Whilst in some cases weight can reflect the degree to which you have lost body fat, it is in fact a poor measure because it does not actually measure fat loss.
It is a popular practice to use weight to measure the difference in heaviness at two distinct points of time. The results are competed often using an underlying (and mistaken) assumption that the difference in weight is due to fat loss.
However weight is influenced by many factors and is rather poor indicator of fat loss.
Some of these factors include the scale you use, water retention, time of day and your diet.
Try this experiment –
Using an accurate scale weigh yourself.
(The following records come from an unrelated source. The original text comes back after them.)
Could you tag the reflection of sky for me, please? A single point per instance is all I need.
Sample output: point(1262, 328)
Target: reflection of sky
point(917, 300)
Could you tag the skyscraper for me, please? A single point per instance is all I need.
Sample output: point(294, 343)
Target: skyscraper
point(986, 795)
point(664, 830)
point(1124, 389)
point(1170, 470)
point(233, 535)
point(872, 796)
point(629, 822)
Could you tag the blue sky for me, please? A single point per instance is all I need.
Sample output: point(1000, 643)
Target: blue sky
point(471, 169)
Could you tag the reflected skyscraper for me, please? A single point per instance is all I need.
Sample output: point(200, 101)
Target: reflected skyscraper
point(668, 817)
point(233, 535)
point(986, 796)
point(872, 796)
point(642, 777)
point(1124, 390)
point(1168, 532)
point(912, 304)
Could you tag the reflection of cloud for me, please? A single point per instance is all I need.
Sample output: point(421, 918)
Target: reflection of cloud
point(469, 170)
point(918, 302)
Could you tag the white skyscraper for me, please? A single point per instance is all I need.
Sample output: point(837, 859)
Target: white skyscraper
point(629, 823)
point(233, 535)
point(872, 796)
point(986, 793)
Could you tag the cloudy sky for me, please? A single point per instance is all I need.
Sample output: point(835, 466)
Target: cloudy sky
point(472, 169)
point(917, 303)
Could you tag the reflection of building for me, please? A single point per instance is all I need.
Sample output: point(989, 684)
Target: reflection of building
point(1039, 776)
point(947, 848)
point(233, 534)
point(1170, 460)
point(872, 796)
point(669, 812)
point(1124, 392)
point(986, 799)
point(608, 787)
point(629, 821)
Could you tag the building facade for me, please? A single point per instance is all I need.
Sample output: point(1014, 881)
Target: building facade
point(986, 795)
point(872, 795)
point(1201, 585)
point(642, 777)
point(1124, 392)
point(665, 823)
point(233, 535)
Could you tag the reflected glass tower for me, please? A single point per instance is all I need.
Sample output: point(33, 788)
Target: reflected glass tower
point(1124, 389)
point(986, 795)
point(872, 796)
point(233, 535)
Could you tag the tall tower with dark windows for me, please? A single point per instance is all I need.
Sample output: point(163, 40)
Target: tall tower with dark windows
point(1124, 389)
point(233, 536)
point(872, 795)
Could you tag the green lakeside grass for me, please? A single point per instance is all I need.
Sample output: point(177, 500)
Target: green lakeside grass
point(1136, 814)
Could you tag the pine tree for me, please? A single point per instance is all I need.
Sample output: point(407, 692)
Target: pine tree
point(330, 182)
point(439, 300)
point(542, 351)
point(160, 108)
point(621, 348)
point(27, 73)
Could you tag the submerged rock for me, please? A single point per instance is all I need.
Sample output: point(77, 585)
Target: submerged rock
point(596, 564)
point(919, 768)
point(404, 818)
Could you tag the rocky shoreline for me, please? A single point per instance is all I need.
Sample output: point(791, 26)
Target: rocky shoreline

Now, step back onto the scale holding a 600 mL bottle of water.
If your scale is accurate, you should weigh 600 g (0.6 of a kilogram) more.
Should you drink this 600 mL of water and again step on a scale you should weigh 600 g more.
Does this mean you have gained 600 g of fat? I think not!
Or try this experiment –
Before you next urinate, weigh yourself. After you urinate, weigh yourself again.
Is this difference due to fat loss?
Obviously, it would be ludicrous to suggest that in the examples provided the difference exhibited through use of the scales was due to fat loss.
Other factors such as the degree of your hydration (or dehydration), your excretion patterns, and in fact the composition of your diet will all influence changes in weight.
A diet rich in carbohydrates will retain somewhere between three and four grams of water for each gram of carbohydrate retained. Not only does this the increase scale weight but will often result in a “puffier”,more bloated appearance which is the reason many popular fad diets eliminate carbohydrate.
In doing so, the water normally bound to the stored carbohydrate is eliminated from the body, reducing weight and pacifying those who use weight as a measure of their success.
Weight can however assist in reflecting fat loss if it is not the sole measure used.
Other measures have been developed to assess obesity assessment such as height to weight ratios, waist to hip ratios, and waist size.
Another popular measures such as the body mass index also used and do not acquire any specialised equipment.
Remember weight it is not an accurate indicator of body fat loss if used as the sole measure.